NY allows stadiums to reopen for sports, entertainment

Cuomo said major stadiums and arenas with a capacity of 10,000 people or more can reopen with limited spectators starting Feb. 23.

The Nets and and Knicks are among about a dozen of the 30 NBA teams that are allowing some fans to attend games, according to the league’s website. It’s unclear how many states allow thousands to attend indoor concerts.

A New York Yankees spokesperson called Cuomo’s announcement an “encouraging first step.”

But CUNY School of Public Health epidemiology professor Denis Nash said New York’s approach lacks a scientific basis when “community prevalence is very high.” He and other public health experts interviewed by The Associated Press pointed to evidence that COVID-19 spreads more easily indoors and questioned why New York’s policy includes indoor stadiums, which raises the risk of people sitting near others who may be cheering or taking masks off while eating.

“To think about bringing people into large groups and mass gatherings including in indoors arenas, right now, seems cross-purposes with our efforts to really maximize the impact that the vaccine roll out will have in controlling the pandemic,” Nash, the executive director for CUNY Institute for Implementation Science in Population Health, said.

The number of new infections in New York is dropping but remains much higher than most states per capita: nearly 62,000 people have tested positive for COVID-19 in the last seven days — a rate last seen in early December.

At least 1,000 people with COVID-19 have died in nursing homes and hospitals each week since early January.

And New York has the nation’s highest rate of COVID-19 hospitalizations per capita: 7,593 patients as of Tuesday, down from nearly 9,300 in mid-January.

Eli Rosenberg, professor of epidemiology and biostatistics at University at Albany School of Public Health, said he’s worried about ensuring venues are following rules, and whether the shift would suggest New York is “out of the woods.”

“We’re still at a very severe point, even if the trajectory is good,” Rosenberg said.

Still, Cuomo and his aides have compared signs of lessening spread, following the winter surge, to mid-May, when his administration began lifting restrictions.

“Live sports and entertainment have long been engrained in the fabric of New York and the inability to hold events has only added to the isolation we have all felt at the hands of this virus,” Cuomo said.

Stadiums must mandate face coverings, social distancing and temperature checks, on top of assigning “socially distanced” seating and meeting air filtration and purification standards.

Cuomo said all staff and spectators must receive a negative laboratory test within 72 hours of the event.
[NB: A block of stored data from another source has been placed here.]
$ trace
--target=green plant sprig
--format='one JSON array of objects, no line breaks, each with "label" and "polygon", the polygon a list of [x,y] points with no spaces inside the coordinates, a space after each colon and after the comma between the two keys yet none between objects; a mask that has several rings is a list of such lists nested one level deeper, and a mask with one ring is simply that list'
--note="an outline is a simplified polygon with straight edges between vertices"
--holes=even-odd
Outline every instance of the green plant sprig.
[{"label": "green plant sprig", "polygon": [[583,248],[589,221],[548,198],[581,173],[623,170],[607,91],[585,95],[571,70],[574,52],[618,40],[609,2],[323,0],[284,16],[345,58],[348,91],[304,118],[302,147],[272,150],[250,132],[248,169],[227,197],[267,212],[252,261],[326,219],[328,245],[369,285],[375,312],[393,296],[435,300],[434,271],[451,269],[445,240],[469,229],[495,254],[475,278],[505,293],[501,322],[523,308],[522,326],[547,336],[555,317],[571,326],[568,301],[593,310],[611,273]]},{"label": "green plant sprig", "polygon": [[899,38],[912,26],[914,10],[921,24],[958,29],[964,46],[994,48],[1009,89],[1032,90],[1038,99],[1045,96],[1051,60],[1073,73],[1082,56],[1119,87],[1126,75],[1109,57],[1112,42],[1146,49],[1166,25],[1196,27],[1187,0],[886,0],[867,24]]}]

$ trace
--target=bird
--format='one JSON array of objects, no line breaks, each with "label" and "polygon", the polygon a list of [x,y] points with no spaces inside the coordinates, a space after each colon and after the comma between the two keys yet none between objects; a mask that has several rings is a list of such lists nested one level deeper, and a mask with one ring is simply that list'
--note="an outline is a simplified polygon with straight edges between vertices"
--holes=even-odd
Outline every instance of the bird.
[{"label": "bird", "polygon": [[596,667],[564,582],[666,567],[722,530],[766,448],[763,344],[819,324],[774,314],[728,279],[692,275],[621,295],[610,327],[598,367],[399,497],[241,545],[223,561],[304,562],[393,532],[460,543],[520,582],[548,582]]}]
Cuomo aide Gareth Rhodes said 82% of tests in New York are coming back within 48 hours.

Still, that leaves open the possibility of people who recently caught COVID-19 testing negative one day but still being able to transmit the virus on game day, according to Scott Weisenberg, infectious diseases specialist and director of the travel medicine program at NYU Langone Health.

Cuomo touted his pilot program that allowed nearly 6,800 Buffalo Bills fans to watch two playoff games in-person in the outdoors stadium after testing negative for COVID-19.

“We’ve had virtually no cases of spread from that game,” Cuomo claimed Jan. 29.

Still, Cuomo hasn’t responded to the AP’s repeated requests for evidence of that assertion.

The Department of Health had planned to cross-check the list of attendees with the list of people who tested positive in New York in the following two weeks, but state health officials said they weren’t able to track about 281 out-of-state fans who attended the first game.